Snubbing cameras ignited a debate over whether Keys, once a spokeswoman for BlackBerry, was taking too strong a stance against her own fans and ubiquitous technology.

But it's not like the standoff between musicians and cameras is entirely new. For years it was considered a faux pas to sneak personal cameras into shows.

Music icons like Beyonce and Prince warned fans that digital cameras would be confiscated by security at their shows. Prince even made it part of its famous "Purple Rules" posted outside of arenas.

"Violators will be asked to access another experience," he warned.

As high-quality smartphones hit the market, the fight against cameras became almost futile. Everyone suddenly had a lens at their disposal and with it came the urge to snap a good picture.

Metric frontwoman Emily Haines is hopeful that more fans might think twice before pulling out their devices.

"I feel like Metric shows used to be like rock 'n' roll church," she says. "The doors (would) close and this was our home for the next couple hours."

Haines says it's become tougher to recapture that energy in larger venues as more people try to document their experience.

"You're trying to convey to thousands of people something that will unify everyone ... and instead realize someone is taking a super unflattering close-up picture of you. It's like, 'OK, I'm not here for the world's worst photo shoot. I'm here to play music.'"

Haines is also cautious of how some concertgoers are looking for the viral clips that'll catch fire on social media. Countless artists have been forced to defend their off-the-cuff remarks to fans or rewatch embarrassing stage tumbles that wound up online.

"It feels like the risk of being totally spontaneous is not worth the consequence, if somebody has posted it on YouTube before you've even left the building," she says.

"You bring on the ire of whoever you've offended."

Australian singer Troye Sivan, who rose to fame on YouTube before launching his mainstream pop career, is used to seeing his Internet-savvy fans throwing up their phones at his shows.

"It's almost a different form of reward," he says.

"When I start playing a song and see all the phones coming up, I'm like, 'Oh people want to share this, that's a good thing.'"

But that doesn't necessarily mean Sivan likes shooting amateur concert footage himself.

"I might film for like 10 seconds to get something for my Instagram story, but I've never been the person that films the whole song," he adds.

"My mom does that, and I'm like, 'Mom, are you going to go home and watch it back later? What's the goal here?'"

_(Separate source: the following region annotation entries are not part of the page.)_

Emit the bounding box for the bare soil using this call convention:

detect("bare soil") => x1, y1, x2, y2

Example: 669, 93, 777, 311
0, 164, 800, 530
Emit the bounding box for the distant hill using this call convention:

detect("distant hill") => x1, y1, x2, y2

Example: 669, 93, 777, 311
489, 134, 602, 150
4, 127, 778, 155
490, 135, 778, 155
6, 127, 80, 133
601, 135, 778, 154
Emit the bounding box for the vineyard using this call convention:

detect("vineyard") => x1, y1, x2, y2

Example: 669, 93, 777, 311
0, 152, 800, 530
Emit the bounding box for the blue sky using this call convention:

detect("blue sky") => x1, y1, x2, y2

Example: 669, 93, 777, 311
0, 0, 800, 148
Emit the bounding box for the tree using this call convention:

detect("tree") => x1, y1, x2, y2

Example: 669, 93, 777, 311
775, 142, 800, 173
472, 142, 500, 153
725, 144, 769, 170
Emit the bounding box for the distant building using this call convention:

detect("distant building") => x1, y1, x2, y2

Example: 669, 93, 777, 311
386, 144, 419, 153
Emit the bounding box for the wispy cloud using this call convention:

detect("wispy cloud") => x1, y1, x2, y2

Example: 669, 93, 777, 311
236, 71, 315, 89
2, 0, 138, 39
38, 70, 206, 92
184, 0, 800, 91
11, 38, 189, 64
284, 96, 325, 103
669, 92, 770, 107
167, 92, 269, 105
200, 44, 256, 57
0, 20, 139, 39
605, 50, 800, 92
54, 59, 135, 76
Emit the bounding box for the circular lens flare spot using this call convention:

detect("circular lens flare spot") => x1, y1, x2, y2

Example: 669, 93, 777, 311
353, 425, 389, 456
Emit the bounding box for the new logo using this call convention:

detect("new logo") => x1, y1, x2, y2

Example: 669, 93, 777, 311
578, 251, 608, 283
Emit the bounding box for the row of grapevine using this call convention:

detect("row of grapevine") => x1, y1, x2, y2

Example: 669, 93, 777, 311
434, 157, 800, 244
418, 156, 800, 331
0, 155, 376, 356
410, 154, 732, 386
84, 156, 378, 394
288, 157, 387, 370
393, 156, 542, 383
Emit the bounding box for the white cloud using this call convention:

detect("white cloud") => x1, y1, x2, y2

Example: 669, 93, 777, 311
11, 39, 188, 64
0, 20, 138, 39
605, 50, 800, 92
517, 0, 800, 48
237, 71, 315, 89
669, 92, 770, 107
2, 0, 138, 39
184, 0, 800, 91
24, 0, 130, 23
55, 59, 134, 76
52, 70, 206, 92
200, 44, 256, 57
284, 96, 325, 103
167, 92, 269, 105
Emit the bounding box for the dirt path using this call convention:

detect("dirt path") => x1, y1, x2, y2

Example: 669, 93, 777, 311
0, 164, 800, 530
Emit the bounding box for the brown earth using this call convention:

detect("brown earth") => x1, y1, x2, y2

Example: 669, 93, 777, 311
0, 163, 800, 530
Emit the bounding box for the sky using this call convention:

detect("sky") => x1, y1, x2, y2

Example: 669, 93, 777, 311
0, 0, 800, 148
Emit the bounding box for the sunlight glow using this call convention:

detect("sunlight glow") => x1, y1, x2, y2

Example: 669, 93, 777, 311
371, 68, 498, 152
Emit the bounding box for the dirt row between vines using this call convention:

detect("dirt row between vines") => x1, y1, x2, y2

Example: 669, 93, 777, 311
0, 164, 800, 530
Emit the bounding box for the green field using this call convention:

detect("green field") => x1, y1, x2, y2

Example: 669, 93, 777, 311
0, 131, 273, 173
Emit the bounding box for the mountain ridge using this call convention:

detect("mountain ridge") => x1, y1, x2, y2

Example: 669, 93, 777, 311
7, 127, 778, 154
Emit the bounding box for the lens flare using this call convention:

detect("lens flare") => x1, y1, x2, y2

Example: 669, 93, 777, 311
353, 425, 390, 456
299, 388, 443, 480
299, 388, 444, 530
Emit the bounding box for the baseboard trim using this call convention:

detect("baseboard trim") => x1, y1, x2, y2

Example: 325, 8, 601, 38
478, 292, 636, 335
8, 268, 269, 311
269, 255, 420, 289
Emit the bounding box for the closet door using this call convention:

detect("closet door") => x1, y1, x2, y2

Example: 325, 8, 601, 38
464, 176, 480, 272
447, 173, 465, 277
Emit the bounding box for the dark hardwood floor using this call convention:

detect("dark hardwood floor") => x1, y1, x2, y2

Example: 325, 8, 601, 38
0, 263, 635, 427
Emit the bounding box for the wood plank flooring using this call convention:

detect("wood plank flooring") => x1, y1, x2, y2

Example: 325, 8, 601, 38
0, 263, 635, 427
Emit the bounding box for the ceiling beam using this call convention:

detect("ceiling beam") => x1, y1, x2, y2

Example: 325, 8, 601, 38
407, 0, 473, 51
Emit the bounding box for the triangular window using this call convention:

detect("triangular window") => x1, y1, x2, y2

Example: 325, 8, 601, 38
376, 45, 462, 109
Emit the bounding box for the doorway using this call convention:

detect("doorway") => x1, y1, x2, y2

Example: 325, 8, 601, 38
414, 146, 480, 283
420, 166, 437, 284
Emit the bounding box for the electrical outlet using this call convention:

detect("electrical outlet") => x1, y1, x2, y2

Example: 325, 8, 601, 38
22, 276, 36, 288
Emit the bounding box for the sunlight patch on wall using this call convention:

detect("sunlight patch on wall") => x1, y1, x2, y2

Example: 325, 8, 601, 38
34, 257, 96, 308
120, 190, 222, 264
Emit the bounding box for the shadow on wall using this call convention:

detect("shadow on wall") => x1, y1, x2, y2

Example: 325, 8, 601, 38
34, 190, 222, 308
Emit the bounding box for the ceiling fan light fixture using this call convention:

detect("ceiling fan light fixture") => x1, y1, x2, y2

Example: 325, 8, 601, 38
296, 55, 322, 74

Vine star Ruth B shares his sentiments, even though she launched her career by offering a glimpse into her most intimate musical moments sitting at her piano. The singer rose to fame after encouraging fans to interact with the creation of her debut song "Lost Boy."

She thinks filming concerts is a totally different situation.

"I've always been a really big advocate for living in the moment," Ruth B says.

"I'd rather see something through my own eyes than a phone screen."